Exploiting the Benefits of Electronics and Photonics With Perovskite-Based Device
Category Engineering Saturday - May 13 2023, 19:00 UTC - 1 year ago MIT researchers have discovered a new material that combines aspects of electronics and photonics, which could lead to more efficient computer chips and room-temperature quantum computing. The findings, based on perovskite materials, offer the benefits of electronics and photonics systems and could open doors to new kinds of devices.
A perovskite-based device that combines aspects of electronics and photonics may open doors to new kinds of computer chips or quantum qubits.
MIT researchers have discovered a way to control quasiparticles called exciton-polariton pairs, which could lead to more efficient computer chips and room-temperature quantum computing .
. The findings, based on perovskite materials, combine the benefits of electronic and photonic systems, offering easier control and energy efficiency. Practical applications may be possible in 5-10 years.
New findings from a team of researchers at MIT and elsewhere could help pave the way for new kinds of devices that efficiently bridge the gap between matter and light. These might include computer chips that eliminate inefficiencies inherent in today’s versions, and qubits, the basic building blocks for quantum computers, that could operate at room temperature instead of the ultracold conditions needed by most such devices.
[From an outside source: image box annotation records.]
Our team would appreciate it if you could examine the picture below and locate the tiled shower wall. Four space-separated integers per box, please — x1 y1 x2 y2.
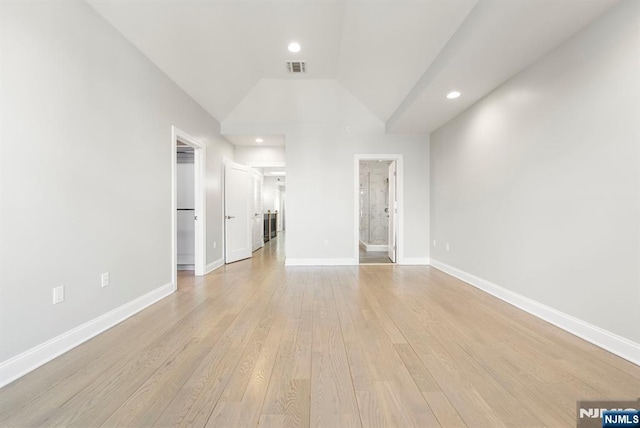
360 161 389 245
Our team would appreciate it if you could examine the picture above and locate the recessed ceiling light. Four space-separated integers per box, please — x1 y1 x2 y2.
288 42 300 53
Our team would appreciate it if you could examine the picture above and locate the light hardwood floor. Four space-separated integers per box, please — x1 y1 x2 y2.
0 237 640 427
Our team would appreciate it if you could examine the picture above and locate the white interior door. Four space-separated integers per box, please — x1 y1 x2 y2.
224 162 253 263
251 170 264 251
388 161 398 263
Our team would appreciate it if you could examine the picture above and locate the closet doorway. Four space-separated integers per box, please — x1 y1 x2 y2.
171 127 206 289
355 155 402 264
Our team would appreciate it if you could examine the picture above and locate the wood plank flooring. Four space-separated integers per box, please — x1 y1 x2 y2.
0 236 640 427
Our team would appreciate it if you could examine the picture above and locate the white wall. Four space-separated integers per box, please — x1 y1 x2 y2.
431 1 640 342
236 146 285 166
286 123 429 263
0 1 234 368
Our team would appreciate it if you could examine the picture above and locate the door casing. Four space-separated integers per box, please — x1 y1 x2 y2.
171 126 207 291
353 153 404 264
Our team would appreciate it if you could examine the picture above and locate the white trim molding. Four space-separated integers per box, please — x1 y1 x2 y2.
171 126 207 291
0 282 175 388
360 241 389 251
430 259 640 366
204 259 224 275
284 257 358 266
398 257 429 266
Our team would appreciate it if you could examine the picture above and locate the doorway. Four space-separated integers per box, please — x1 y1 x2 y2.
354 155 402 264
171 126 206 290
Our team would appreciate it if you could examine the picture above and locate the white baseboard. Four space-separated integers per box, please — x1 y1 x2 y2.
284 257 358 266
431 259 640 365
0 283 175 388
204 259 224 275
397 257 429 266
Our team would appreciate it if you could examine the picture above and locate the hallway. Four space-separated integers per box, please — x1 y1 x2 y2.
0 234 640 427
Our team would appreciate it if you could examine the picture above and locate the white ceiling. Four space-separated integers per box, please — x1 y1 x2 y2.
226 134 285 147
87 0 616 139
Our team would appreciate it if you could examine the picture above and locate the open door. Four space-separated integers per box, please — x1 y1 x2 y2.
224 162 253 263
251 170 264 251
388 161 398 263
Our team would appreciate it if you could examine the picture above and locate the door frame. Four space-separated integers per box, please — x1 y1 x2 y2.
222 156 253 264
353 153 404 264
171 126 207 291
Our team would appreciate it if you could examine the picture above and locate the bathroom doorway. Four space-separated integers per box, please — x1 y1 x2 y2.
356 155 400 264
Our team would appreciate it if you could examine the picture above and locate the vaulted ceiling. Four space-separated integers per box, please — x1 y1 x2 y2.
87 0 615 138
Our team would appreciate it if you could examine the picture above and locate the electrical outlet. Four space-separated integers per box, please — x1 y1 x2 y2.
53 286 64 305
100 272 109 288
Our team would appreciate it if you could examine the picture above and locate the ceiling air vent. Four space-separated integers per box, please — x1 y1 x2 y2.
287 61 307 73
The new work, based on sandwiching tiny flakes of a material called perovskite in between two precisely spaced reflective surfaces, is detailed in the journal Nature Communications, in a paper by MIT recent graduate Madeleine Laitz PhD ’22, postdoc Dane deQuilettes, MIT professors Vladimir Bulovic, Moungi Bawendi and Keith Nelson, and seven others. By creating these perovskite sandwiches and stimulating them with laser beams, the researchers were able to directly control the momentum of certain "quasiparticles" within the system. Known as exciton-polariton pairs, these quasiparticles are hybrids of light and matter. Being able to control this property could ultimately make it possible to read and write data to devices based on this phenomenon.
"What’s particularly fascinating about exciton-polaritons," Laitz says, is that they lie "on a spectrum between purely electronic and photonic systems." These quasiparticles "have the characteristics of both, and thus you can leverage exciton-polaritons to utilize the best properties of each." .
For example, purely electronic transistors, she explains, have inherent losses to capacitance effects at each interface between devices, whereas "purely photonic systems have challenges in engineering, in that it’s very hard to get photons to interact, and you have to rely on complex interferometric schemes." By contrast, the quasiparticles used by this team can be easily controlled through multiple variables.
The quasiparticle is "a combined state of light and neutral charge," Bulovic says. "As a result, you can perturb that combined state either with light or charge, and hence, if you need to modulate that state, you have extra levers you can utilize. These extra levers can now allow one to manipulate this combined state of matter in a more energy-efficient manner." .
What’s more, the materials involved are easily manufactured using room-temperature, solution-based processing methods, and thus could be relatively easy to produce at scale once practical systems are designed. So far, the work is at a very early stage, as researchers are still studying newly discovered effects; practical applications could be five to 10 years away, Laitz says.